How Mean Girls and a Dearth of Roles Inspired Jocelyn Bioh’s School Girls | Playbill

Interview How Mean Girls and a Dearth of Roles Inspired Jocelyn Bioh’s School Girls The playwright doesn’t want to write “poverty porn”—she wants to make you laugh with her MCC Theater return.
Jocelyn Bioh Marc J. Franklin

After she was cast as a cockroach in college—a role she politely declined—Jocelyn Bioh enrolled in her first playwriting class. She quickly realized she was a comedic writer, but kept hitting a barrier: the expectation that she, as a black woman and a daughter of Ghanaian immigrants, should be writing “poverty porn.” When Bioh tried to meet expectations, “It was very clear that my voice did not inherently live in some dark place,” she says.

So she continued acting in plays like Branden Jacob-Jenkins’ An Octoroon and Tony-winning The Curious Incident of the Dog in the Night-Time. After her run in Curious Incident, Bioh “bet on herself” and focused on her writing career, promising her literary agent a finished play in six weeks. That play was School Girls.

The world premiere of School Girls; or, the African Mean Girls Play at MCC Theater in 2017, directed by Tony winner Rebecca Taichman, marked Bioh’s professional playwriting debut—and the first time in two decades MCC produced a play by a black playwright. Earning the 2018 Lucille Lortel Award for Outstanding Play, the run was so successful that the play returns for a second engagement beginning October 16. And yes, the subtitle is a nod to Tina Fey’s 2004 comedy Mean Girls.

But School Girls is not a literal African adaptation of Mean Girls. Moments of cafeteria banter and gossip may feel familiar, but themes of colorism and Western beauty standards are woven throughout, as the play’s central group of girls at a boarding school in Ghana prepare for the 1985 Miss Ghana pageant. “I do believe that comedy is a funny way of being serious,” Bioh says. “I am a dark-skinned woman, and growing up, I never compared myself to white people; I always felt inferior to lighter-skinned women [of color]. Putting [the experiences of colorism] out in such an explicit way was important to me.”

Bioh doesn’t necessarily write with a specific audience in mind. “There’s a real universality to what I’m talking about,” she says. That’s my hope for all of my writing—that people will continue to see themselves in [different] ways and that new perspective will influence their actions.”

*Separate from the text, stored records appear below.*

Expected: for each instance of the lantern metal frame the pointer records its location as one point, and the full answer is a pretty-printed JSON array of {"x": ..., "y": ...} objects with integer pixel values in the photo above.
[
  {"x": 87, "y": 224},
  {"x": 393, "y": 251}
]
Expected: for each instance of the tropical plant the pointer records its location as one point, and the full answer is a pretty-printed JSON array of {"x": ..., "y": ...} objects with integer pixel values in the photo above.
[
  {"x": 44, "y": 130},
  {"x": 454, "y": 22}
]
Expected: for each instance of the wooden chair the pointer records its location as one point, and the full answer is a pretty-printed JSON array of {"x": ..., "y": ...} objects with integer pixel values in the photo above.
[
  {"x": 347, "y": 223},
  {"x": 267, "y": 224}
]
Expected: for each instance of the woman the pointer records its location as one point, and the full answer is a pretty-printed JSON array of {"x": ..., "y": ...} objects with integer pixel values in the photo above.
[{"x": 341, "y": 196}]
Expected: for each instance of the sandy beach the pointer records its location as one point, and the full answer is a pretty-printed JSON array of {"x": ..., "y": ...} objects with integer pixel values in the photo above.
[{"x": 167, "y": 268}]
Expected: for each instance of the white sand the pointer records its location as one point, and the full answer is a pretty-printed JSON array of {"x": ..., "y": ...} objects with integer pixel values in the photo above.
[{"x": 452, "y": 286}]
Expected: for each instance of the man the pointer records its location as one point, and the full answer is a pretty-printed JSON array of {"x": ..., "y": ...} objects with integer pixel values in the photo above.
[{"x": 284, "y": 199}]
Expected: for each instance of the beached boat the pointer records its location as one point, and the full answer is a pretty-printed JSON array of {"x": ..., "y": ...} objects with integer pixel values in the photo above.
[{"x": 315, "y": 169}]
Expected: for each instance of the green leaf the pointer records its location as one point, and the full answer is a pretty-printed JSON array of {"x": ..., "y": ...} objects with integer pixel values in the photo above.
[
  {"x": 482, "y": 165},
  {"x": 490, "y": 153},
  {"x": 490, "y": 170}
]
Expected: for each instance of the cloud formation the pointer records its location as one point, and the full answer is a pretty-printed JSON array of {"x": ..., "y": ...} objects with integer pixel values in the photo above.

Bioh feels like a shift is starting to take place, seeing more theatres commit to more diverse stories, rehearsal rooms, and audiences. In September, Los Angeles’ Center Theater Group presented School Girls simultaneously with the work of two other black female playwrights—MacArthur Genius recipient Dominique Morisseau and Pulitzer Prize winner Lynn Nottage—hopefully becoming a new normal for theatres across the country. “Diversity is not trendy. It’s our reality.”